Thinking as a Hobby

Nah, not really.

But Chris Anderson, the Editor-in-Chief of Wired, published a recent article claiming that the glut of data would fundamentally change the way science gets done. He claims that the future of science is basically just data mining, rather than coming up with hypotheses and models that make testable predictions.

John Timmer over at Ars Technica has a nice, succinct article which poops all over this idea.

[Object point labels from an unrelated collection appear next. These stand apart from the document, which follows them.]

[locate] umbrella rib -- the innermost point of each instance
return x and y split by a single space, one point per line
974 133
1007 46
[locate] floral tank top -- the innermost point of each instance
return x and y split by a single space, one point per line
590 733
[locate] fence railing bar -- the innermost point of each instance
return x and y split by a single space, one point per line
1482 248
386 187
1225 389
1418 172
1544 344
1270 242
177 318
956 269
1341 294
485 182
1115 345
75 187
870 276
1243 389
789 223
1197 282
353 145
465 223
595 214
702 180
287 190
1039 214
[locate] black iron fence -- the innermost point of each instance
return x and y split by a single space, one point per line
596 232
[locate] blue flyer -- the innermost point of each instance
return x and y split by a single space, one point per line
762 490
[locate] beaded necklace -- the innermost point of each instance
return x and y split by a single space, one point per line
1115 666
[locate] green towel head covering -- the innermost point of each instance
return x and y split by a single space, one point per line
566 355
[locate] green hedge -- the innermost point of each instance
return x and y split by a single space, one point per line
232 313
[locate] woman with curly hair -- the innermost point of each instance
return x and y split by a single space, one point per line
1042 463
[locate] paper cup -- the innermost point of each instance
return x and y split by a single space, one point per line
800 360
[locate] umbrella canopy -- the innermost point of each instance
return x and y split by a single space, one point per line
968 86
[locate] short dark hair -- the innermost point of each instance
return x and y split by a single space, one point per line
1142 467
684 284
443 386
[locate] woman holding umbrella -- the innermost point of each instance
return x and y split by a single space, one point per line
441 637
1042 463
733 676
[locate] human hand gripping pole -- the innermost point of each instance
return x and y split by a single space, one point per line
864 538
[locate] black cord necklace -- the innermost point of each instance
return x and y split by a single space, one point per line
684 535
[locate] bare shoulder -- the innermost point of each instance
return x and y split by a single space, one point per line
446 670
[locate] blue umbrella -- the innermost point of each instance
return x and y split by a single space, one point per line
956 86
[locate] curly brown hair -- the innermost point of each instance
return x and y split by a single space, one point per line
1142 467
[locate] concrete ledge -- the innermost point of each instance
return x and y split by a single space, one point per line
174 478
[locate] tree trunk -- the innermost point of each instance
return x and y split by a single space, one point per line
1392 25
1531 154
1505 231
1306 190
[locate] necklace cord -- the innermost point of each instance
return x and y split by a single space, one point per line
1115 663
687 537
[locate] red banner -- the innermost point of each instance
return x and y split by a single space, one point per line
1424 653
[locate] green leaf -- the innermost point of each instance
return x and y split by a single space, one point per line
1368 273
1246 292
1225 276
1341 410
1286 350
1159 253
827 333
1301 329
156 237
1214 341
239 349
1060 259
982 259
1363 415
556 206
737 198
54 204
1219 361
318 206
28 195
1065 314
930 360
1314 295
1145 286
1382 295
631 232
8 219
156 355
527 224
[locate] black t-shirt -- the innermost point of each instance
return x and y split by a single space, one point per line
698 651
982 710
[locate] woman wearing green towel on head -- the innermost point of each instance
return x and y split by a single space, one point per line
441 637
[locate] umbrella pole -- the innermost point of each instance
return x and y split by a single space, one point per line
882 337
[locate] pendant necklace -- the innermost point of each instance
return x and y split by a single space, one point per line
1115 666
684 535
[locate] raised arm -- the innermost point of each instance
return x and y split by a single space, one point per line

It's easy to see what has Anderson enthused. Modern scientific data sets are increasingly large, comprehensive, and electronic. Things like genome sequences tell us all there is to know about the DNA present in an organism's cells, while DNA chip experiments can determine every gene that's expressed by that cell. That data's also publicly available—out in the cloud, in the current parlance—and it's being mined successfully. That mining extends beyond traditional biological data, too, as projects like WikiProteins are also drawing on text-mining of the electronic scientific literature to suggest connections among biological activities.

There is a lot to like about these trends, and little reason not to be enthused about them. They hold the potential to suggest new avenues of research that scientists wouldn't have identified based on their own analysis of the data. But Anderson appears to take the position that the new research part of the equation has become superfluous; simply having a good algorithm that recognizes the correlation is enough.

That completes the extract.